General characteristics
- Class & type: Motor yacht
- Tonnage: 9,408 GT
- Length: 142.1 m (466 ft)
- Beam: 20 m (66 ft)
- Draught: 6 m (20 ft)
- Propulsion: 2x 9,785hp MAN diesel engines
- Speed: 24 knots (44 km/h) (maximum)
- Capacity: 24 passengers
- Crew: 53

= Dragonfly (yacht) =

2024 superyacht by Lürssen

Dragonfly is a motor superyacht built by Lürssen Yachts in Germany that was delivered in 2024. With a length of 142 meters, Dragonfly is in the list of motor yachts by length on place 13. The vessel is registered in the Cayman Islands.

==History==
The vessel was commissioned by Leonid Mikhelson as Project Alibaba. Construction started in 2019, and the keel was laid in 2020. The vessel was launched in December 2023 and delivered on December 3, 2024. During the construction, ownership changed to Sergey Brin. The cost of the ship has been estimated to be about $450 million.

==Design and specifications==
The hull is of steel and the superstructure of aluminum. There are 5 decks with 2,000 square meters of living space. Aft of midships is a tender garage. The exteriors were designed by German Frers and the interiors by Nauta Design. No public photos exist of the interior.

The vessel's length is 142.1 m with a beam of 20 m and a draft of 6 m. The enclosed volume is 9,408 GT. It can reach a top speed of 24 Kts. It has two helipads, a shaded pool, a glass-bottom pool, a gym, a beauty salon, a games room, and a beach club. Twelve cabins are available for 24 guests.
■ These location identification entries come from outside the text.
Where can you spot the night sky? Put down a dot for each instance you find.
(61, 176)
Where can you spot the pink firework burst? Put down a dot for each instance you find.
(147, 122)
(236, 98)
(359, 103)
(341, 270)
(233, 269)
The yacht is laid out for a crew of 53.

==Performance and energy consumption==
The ship has a diesel-electric hybrid propulsion system, allowing a top speed of 24 kn. Each of the two diesel engines was made by MAN and produces 7,300 kW/ 9,789 HP. The vessel has an electric Azimuth pod drive.

Dragonfly's electric energy consumption is substantial, and is comparable to that of a small cruise ship. Even without using propulsion, the "hotel load" system has to be active to power HVAC systems, lights, galleys, laundry, elevators, stabilizers, water management, electronics, and entertainment, including spas and pools. It has been estimated that the electrical consumption at dock reaches about 16,800 kilowatt-hours per day.